横紋筋肉腫とはどんな病気か

 腫瘍の顕微鏡所見や、腫瘍細胞に発現している蛋白質が、骨格筋(横紋筋)と共通の性質をもつ肉腫です。小児に発生する代表的な悪性腫瘍のひとつで、3分の2の症例は10歳以下に発生します。かつては治療が難しく、予後不良な悪性腫瘍のひとつでしたが、今日では70%以上の患者さんが病気を克服できるようになりました。とはいえ、今でも治療の難しい症例があるのも事実です。
 体中のあらゆる部分に発生しますが、最も多いのは眼のまわり(眼窩(がんか))や傍髄膜(ぼうずいまく)と呼ばれる脳の表面近くなど頭頸部で、全体の約35%を占めます。その他、膀胱(ぼうこう)や前立腺などの泌尿生殖器、次いで手足(四肢)に発生します。
 顕微鏡で組織を観察した所見によって、胎児型横紋筋肉腫、胞巣型(ほうそうがた)横紋筋肉腫、多形型横紋筋肉腫などの細かいタイプに分類され、それぞれ遺伝子的背景、なりやすい年齢や治療成績が異なります。

原因は何か

 複雑な遺伝子の異常を背景としており、詳しいことはわかっていません。
 しかし、胞巣型横紋筋肉腫と分類される症例の多くは特定の染色体が配列異常を起こしています。また、子どもの例では、もともと遺伝子異常を背景にもつ疾患である神経線維腫症(しんけいせんいしゅしょう)やリ・フラウメニ症侯群などにかかっている場合に発生しやすいことが報告されています。

症状の現れ方

 急速に大きくなる腫瘤(しゅりゅう)として発症します。瘤(こぶ)は痛みを伴うことがあります。
 瘤が成長した結果、周囲の器官が腫瘍により圧迫を受けて症状を出すことがあります。たとえば、頭に発生した腫瘍が成長することで脳や神経を圧迫した場合は、視覚異常、聴覚異常、眼の運動機能低下、嚥下(えんげ)障害や意識障害など、神経が障害される症状が起こります。

検査と診断

 診断には、実際に組織を採取して顕微鏡で詳しく調べる必要があります。場合によっては専門的な遺伝子検査が必要です。
 再発率の低い手術を行うためには、最初の組織の採取法も計画的に行う必要があるので、局所の病気の広がりを観察するためMRIを撮影します。
 病気が見つかった時点で胸部、所属リンパ節のCT、骨シンチグラム、骨髄穿刺(こつずいせんし)あるいは骨髄生検など、全身的な病気の広がりを調べる検査も行います。この病気の治療法は、病気の全身への広がり具合を元に計画されるからです。

治療の方法

 手術、抗がん薬と放射線療法を組み合わせるのが標準的な治療法です。画像で転移(病気が最初に発生した部位から、悪性の細胞が血液やリンパ液の流れにのってほかの臓器に移ること)がはっきりしていなくても、悪性の細胞が体中に広まっていることが多いので、手術に先立ってまず抗がん薬の治療を行うことが一般的です。
 抗がん薬は極めて有効な治療手段で、抗がん薬を治療に使用し始めて、治療成績は著しく改善されました。

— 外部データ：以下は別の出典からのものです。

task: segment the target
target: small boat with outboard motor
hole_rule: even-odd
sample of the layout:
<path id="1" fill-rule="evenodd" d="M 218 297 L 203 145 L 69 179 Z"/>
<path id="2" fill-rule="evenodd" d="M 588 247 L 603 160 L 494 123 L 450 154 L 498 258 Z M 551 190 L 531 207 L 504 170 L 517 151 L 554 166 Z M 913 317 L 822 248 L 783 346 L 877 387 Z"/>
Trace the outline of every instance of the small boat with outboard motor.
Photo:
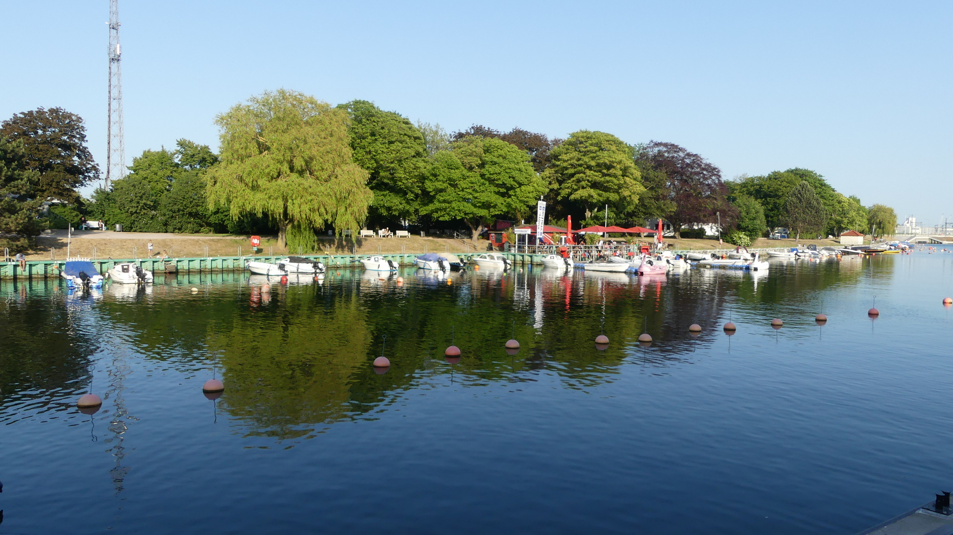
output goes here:
<path id="1" fill-rule="evenodd" d="M 368 271 L 396 271 L 397 264 L 393 260 L 385 259 L 382 256 L 371 256 L 363 258 L 360 263 Z"/>
<path id="2" fill-rule="evenodd" d="M 542 257 L 542 266 L 551 269 L 572 269 L 573 261 L 558 254 L 547 254 Z"/>
<path id="3" fill-rule="evenodd" d="M 120 262 L 106 270 L 106 278 L 121 285 L 151 285 L 152 272 L 132 262 Z"/>
<path id="4" fill-rule="evenodd" d="M 60 276 L 66 279 L 71 288 L 103 287 L 103 276 L 89 259 L 68 260 L 63 264 Z"/>
<path id="5" fill-rule="evenodd" d="M 416 264 L 417 265 L 417 268 L 420 268 L 421 269 L 430 269 L 432 271 L 450 270 L 450 261 L 436 252 L 421 254 L 416 257 Z"/>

この病気の5年累積生存率は、かつて約25%とかなり難治性でしたが、現在では約70%です。
 四肢に発生した場合は、腫瘍のまわりの正常な組織を腫瘍につけて大きく切り取る広範切除術という手術法を用いて手足を切断しないで治療することが一般的です。かつて行われていた切断術は、ほとんどの症例で必要はなくなりました。
 放射線療法は、体内に腫瘍が残っていて手術が難しい場合や、リンパ節転移がある場合などで行うことがあります。

横紋筋肉腫に気づいたらどうする

 がんセンターや大学病院などの専門的な施設での治療が必要です。治療は小児科、耳鼻科、泌尿器科、整形外科、腫瘍(化学療法)専門医、放射線治療医、そして病理診断医などがそれぞれ専門的知識を動員して合同で行います。